Leitsatz
Die Versetzung eines evangelischen Pfarrers in den Ruhestand unterliegt der innerkirchlichen Organisationsgewalt und ist nicht justiziabel. Eine hiergegen eingelegte Verfassungsbeschwerde ist deshalb unzulässig und wurde nicht zur Entscheidung angenommen. Im Rahmen der Entscheidung erläuterte das BVerfG das Selbstbestimmungsrecht der Kirche.
Sachverhalt
Ein evangelischer Pfarrer war von seiner Kirche gegen seinen Willen in den Ruhestand versetzt worden. Die Ruhestandsbezüge wurden fühlbar unterhalb der Höhe seines bisherigen Salärs festgesetzt. Der Pfarrer rügte daraufhin mit einer Verfassungsbeschwerde, dass die der Versetzung zugrunde liegenden kirchlichen Rechtsnormen ihn in seinen verfassungsrechtlich garantierten Grundrechten verletzten.
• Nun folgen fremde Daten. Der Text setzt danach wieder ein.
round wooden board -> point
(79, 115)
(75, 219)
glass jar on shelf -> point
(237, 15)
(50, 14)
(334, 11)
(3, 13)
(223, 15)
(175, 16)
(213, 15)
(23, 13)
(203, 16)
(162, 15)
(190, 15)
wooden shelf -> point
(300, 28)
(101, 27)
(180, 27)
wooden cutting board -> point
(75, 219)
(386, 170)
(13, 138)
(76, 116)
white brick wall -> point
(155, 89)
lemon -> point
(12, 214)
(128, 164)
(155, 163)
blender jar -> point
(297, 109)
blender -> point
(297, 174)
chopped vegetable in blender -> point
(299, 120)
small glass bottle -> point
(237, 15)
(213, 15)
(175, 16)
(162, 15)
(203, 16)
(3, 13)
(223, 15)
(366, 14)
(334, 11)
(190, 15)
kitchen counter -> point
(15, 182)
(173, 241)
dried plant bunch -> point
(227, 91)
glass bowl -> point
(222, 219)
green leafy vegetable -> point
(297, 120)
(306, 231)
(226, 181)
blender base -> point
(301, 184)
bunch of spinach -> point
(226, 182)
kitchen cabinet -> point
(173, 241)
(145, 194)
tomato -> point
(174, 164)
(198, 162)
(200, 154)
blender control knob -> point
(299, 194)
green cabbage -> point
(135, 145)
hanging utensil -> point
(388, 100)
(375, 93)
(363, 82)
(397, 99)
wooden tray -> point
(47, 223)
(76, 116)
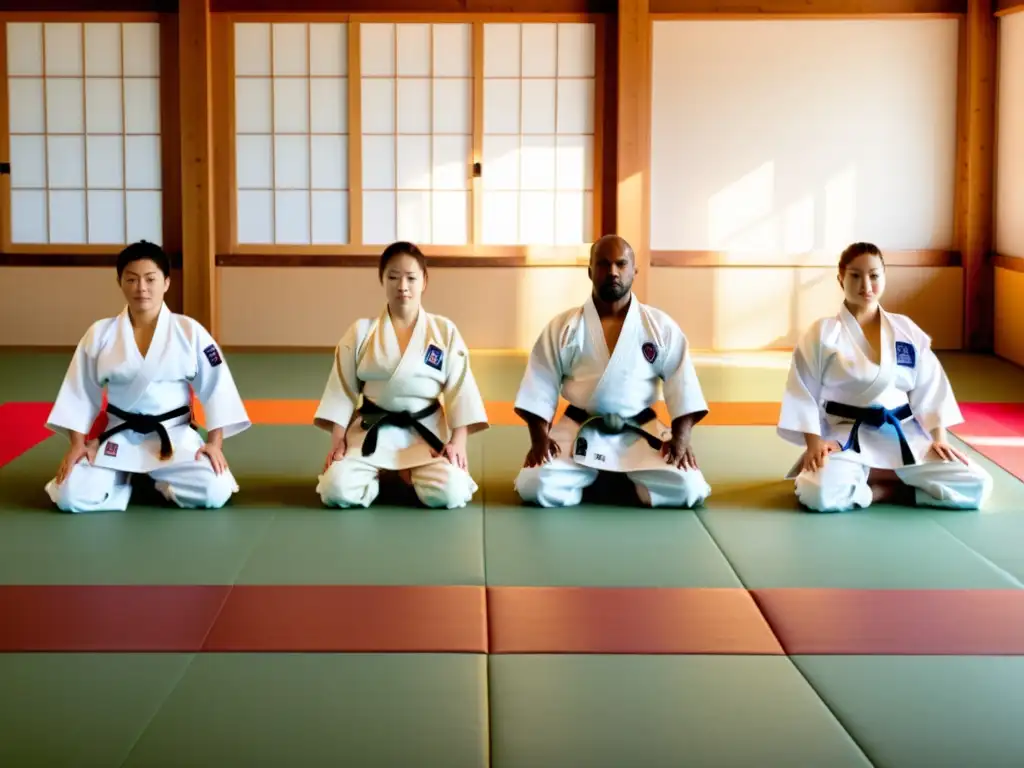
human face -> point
(611, 271)
(863, 282)
(403, 283)
(143, 286)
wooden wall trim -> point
(413, 6)
(975, 195)
(372, 260)
(818, 259)
(633, 135)
(1012, 263)
(822, 8)
(198, 236)
(1008, 7)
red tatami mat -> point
(896, 622)
(24, 427)
(352, 620)
(996, 431)
(107, 617)
(571, 620)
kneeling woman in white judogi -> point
(152, 361)
(869, 402)
(400, 363)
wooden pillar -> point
(975, 178)
(198, 232)
(633, 135)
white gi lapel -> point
(414, 350)
(150, 364)
(887, 369)
(614, 363)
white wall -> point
(785, 136)
(1010, 130)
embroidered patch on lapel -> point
(904, 354)
(434, 357)
(213, 355)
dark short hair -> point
(855, 250)
(397, 249)
(140, 251)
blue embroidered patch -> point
(213, 355)
(905, 354)
(434, 357)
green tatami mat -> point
(322, 710)
(872, 549)
(80, 710)
(41, 545)
(770, 541)
(395, 541)
(591, 545)
(927, 712)
(654, 712)
(33, 376)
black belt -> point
(374, 417)
(877, 417)
(145, 424)
(616, 424)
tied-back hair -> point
(140, 251)
(397, 249)
(856, 250)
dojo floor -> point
(275, 633)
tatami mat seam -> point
(771, 627)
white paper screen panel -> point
(785, 136)
(417, 132)
(539, 116)
(1010, 145)
(84, 122)
(291, 124)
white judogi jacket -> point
(369, 365)
(571, 358)
(832, 363)
(182, 357)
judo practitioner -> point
(152, 361)
(606, 358)
(400, 364)
(868, 400)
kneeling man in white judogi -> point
(607, 358)
(152, 361)
(869, 402)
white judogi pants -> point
(560, 482)
(188, 484)
(842, 484)
(355, 482)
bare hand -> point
(679, 453)
(946, 452)
(541, 453)
(216, 456)
(815, 458)
(76, 452)
(455, 452)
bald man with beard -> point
(607, 358)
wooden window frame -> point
(356, 253)
(170, 151)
Im Rahmen der Entscheidung über die Annahme der Verfassungsbeschwerde hat das BVerfG nochmals anschaulich wesentliche Grundsätze des Verhältnisses zwischen Staat und Kirche repetiert:
Die Verfassungsbeschwerde des Pfarrers war unzulässig. Nach § 90 Abs. 1 BVerfGG kann eine Verfassungsbeschwerde nur auf eine Verletzung von Grundrechten durch die öffentliche Gewalt gestützt werden. Die öffentliche Gewalt umfasst hierbei nur die grundrechtsverpflichteten Staatsfunktionen, wozu die Kirche – jedenfalls im Verhältnis zu ihren Mitarbeitern – nicht zu rechnen ist.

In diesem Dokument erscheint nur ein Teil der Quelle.